"The Wisest Fool: The Lavish Life of James VI and I" by Steven Veerapen is a truly superb biography of one of the key figures in Scottish - and perhaps to a lesser extent English - history. When King James VI of Scotland inherited from Elizabeth I the crowns of England and Ireland on her death in 1603 he unified the crowns of the three kingdoms as James VI and I and they have remained unified ever since. From a Scottish perspective James always feels like something of a missed opportunity. Despite his Scottish heritage, there's always the sense that he took the view - perhaps inherited from his mother, Mary Queen of Scots, and certainly passed down to later Stuart kings and pretenders - that the crown of Scotland was only really a stepping stone en route to the real prize, the crown of England. Or is this being unfair to him?

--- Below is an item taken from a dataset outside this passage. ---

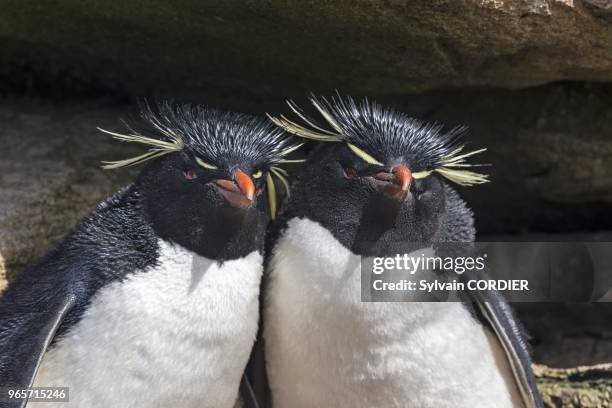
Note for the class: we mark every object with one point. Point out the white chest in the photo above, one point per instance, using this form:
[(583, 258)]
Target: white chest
[(178, 334), (325, 348)]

Steven Veerapen's biography of James VI/I is so good that it seems likely to become the definitive work about the life of a much maligned and perhaps poorly understood character. The quality of the research underpinning this book feels outstanding. But research is only one part of producing a good biography. The two other factors that make "The Wisest Fool: The Lavish Life of James VI and I" stand out are the author's balanced approach to his subject and his ability to write so clearly and vividly. This is a book that is so well written that it's easy to become involved in the flow of the real human experiences that lay behind the words. The author has a fine track record as a historical novelist and the skills he has learned in producing fiction have served him well in telling this very real story about a very real man. The result is a biography that has been written to be read: not just to decorate the book shelf at the end of the room. It's a book we'd recommend to anyone with an interest in Scottish history and especially in the story of our relationship with England and the story of the Stuart dynasty.
You get a good sense of the author's approach to his subject from the publisher's blurb: "James VI and I, the first monarch to reign over Scotland, England and Ireland, has long endured a mixed reputation. To many, he is simply the homosexual King, the inveterate witch-roaster, the smelly sovereign who never washed, the colourless man behind the authorised Bible bearing his name, or the drooling fool whose speech could barely be understood. For too long, he has paled in comparison to his more celebrated Tudor and Stuart forebears. But who was he really? To what extent have myth, anecdote, and rumour obscured him? In this new and ground-breaking biography, James’s story is laid bare and a welter of scurrilous, outrageous assumptions penned by his political opponents put to rest. What emerges is a portrait of Elizabeth I's successor as his contemporaries knew him: a gregarious, idealistic man obsessed with the idea of family, whose personal and political goals could never match up to reality. With reference to letters, libels and state papers, it casts fresh light on the personal, domestic, international and sexual politics of this misunderstood sovereign."